HDMI 2.0’s Dirty Little Secret

How much bandwidth is enough for the upcoming HDMI 2.0 standard? Well, if all you want to do is watch what you’re watching today, your current cable will work. Even if you want to watch 4K material, the standard developing HDMI Forum says you don't have to get new cable provided your cable meets the latest HDMI 1.4 spec. Step in Noel Lee of Monster Cable who is worried about future requirements for 8K and beyond. Monster announced their new cable will be capable of 31.5 Gbps, well over the 18 Gbps the HDMI forum says is required for 60 fps, 4K material. Nothing available yet, just the promise, but I’d believe the head Monster. Or else!

COMMENTS
lostintransocean's picture

HDMI is only useful for short distances. The reason is the physical sciences. It will be interesting to see how HDMI 2.0 implements 4K as 1080p is already troublesome over longer distances.
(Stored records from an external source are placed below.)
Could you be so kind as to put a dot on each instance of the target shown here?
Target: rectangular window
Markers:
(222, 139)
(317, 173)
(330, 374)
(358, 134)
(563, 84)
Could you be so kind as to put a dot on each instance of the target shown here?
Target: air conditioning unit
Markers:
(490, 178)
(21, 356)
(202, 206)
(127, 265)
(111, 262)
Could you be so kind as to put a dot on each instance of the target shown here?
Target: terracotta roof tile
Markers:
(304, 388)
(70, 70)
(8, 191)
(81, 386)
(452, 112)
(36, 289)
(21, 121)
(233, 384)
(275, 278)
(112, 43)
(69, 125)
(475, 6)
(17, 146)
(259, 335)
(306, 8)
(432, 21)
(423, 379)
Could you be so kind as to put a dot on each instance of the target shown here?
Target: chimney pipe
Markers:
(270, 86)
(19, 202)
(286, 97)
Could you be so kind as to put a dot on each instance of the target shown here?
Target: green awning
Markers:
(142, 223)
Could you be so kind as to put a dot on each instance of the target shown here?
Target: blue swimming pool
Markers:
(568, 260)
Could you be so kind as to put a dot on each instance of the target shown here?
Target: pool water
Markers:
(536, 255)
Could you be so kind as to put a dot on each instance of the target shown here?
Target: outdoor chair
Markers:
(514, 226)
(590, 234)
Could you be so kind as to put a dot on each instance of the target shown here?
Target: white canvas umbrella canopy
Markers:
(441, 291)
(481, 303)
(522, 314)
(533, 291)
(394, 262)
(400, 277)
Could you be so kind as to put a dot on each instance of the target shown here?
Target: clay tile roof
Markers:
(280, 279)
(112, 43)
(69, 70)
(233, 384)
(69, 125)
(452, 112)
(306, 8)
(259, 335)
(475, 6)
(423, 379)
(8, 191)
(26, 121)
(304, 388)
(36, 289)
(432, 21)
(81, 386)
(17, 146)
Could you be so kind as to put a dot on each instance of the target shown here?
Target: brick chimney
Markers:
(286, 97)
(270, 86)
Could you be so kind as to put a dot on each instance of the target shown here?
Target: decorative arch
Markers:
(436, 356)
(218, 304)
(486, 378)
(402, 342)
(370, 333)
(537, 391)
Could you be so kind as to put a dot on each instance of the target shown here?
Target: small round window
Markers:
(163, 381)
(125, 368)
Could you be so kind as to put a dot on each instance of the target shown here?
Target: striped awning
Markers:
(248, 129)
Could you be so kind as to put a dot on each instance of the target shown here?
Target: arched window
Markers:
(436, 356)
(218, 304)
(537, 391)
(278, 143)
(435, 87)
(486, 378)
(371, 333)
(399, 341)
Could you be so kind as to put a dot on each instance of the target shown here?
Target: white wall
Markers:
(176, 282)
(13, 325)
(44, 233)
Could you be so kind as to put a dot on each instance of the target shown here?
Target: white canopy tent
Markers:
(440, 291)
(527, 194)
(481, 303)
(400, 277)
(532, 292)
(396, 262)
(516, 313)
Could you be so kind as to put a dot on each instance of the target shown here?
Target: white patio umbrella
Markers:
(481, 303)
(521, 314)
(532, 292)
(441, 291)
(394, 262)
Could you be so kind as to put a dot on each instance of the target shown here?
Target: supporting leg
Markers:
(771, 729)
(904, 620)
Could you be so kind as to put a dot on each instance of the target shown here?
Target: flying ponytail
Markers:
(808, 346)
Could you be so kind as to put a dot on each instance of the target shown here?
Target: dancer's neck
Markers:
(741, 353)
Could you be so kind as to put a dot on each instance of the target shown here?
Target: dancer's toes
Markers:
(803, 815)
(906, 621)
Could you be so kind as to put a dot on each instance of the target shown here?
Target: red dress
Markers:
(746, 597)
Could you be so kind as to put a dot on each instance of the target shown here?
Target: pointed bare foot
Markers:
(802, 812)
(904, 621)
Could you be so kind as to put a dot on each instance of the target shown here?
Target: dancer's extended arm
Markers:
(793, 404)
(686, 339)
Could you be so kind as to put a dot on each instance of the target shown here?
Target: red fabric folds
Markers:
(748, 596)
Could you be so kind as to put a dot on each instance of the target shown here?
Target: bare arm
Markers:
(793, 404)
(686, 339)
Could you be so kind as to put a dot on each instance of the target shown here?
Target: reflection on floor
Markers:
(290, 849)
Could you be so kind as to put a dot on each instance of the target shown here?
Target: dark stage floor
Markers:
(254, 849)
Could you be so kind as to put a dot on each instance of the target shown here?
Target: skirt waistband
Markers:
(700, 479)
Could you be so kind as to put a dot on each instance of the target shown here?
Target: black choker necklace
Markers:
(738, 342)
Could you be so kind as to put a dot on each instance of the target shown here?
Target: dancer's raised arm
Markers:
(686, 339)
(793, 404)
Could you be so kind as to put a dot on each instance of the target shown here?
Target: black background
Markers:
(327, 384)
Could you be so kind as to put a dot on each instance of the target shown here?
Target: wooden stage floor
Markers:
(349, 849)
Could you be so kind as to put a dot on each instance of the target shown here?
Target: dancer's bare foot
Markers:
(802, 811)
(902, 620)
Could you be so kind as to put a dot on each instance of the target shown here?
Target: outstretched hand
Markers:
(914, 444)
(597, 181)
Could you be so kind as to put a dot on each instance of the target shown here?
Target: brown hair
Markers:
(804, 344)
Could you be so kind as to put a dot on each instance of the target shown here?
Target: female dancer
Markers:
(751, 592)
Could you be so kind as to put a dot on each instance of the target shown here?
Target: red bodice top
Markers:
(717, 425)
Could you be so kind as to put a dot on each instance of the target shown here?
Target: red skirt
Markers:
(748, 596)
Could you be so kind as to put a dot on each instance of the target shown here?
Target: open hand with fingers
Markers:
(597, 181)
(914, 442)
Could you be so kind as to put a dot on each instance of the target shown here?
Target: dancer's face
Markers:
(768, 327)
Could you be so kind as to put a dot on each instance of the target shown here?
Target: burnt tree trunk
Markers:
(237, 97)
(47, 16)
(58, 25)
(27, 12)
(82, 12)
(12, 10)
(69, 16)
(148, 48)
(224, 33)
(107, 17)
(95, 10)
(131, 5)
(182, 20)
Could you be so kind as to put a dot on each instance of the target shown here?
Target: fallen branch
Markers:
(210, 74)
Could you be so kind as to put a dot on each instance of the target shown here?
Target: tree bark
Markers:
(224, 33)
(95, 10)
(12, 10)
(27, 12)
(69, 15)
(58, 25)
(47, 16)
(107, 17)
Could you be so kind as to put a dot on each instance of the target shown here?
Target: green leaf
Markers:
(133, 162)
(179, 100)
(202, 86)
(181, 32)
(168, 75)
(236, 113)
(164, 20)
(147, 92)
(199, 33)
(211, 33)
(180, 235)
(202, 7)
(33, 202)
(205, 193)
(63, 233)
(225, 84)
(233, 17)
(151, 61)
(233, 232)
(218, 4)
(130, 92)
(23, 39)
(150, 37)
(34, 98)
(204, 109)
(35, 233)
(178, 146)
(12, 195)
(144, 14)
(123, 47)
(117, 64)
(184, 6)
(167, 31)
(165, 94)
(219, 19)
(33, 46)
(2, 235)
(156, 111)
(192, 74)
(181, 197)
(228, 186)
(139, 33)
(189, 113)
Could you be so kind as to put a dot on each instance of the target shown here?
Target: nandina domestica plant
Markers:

The maths: An Ultra HD signal at 60fps provides a pixel clock of 530.8MHz (4096*2160*60). When you take this same resolution and digitize it you’re looking at a data rate of 15.93Gbps (3 colors * 10 bits * 530.8MHz). This correlates to 2.65GHz of bandwidth (pixel clock * (10 bits/2 bit cycle)). A standard Category 6 cable is specified at 200MHz bandwidth with a common rating of 550MHz which provides 1Gbps providing there is no packet loss. Video does not accept packet loss. This means the Ultra HD video is at best 5 times the bandwidth of a standard twisted pair cable. You can pretty much guarantee longer runs will not work on anything but fiber optic cables.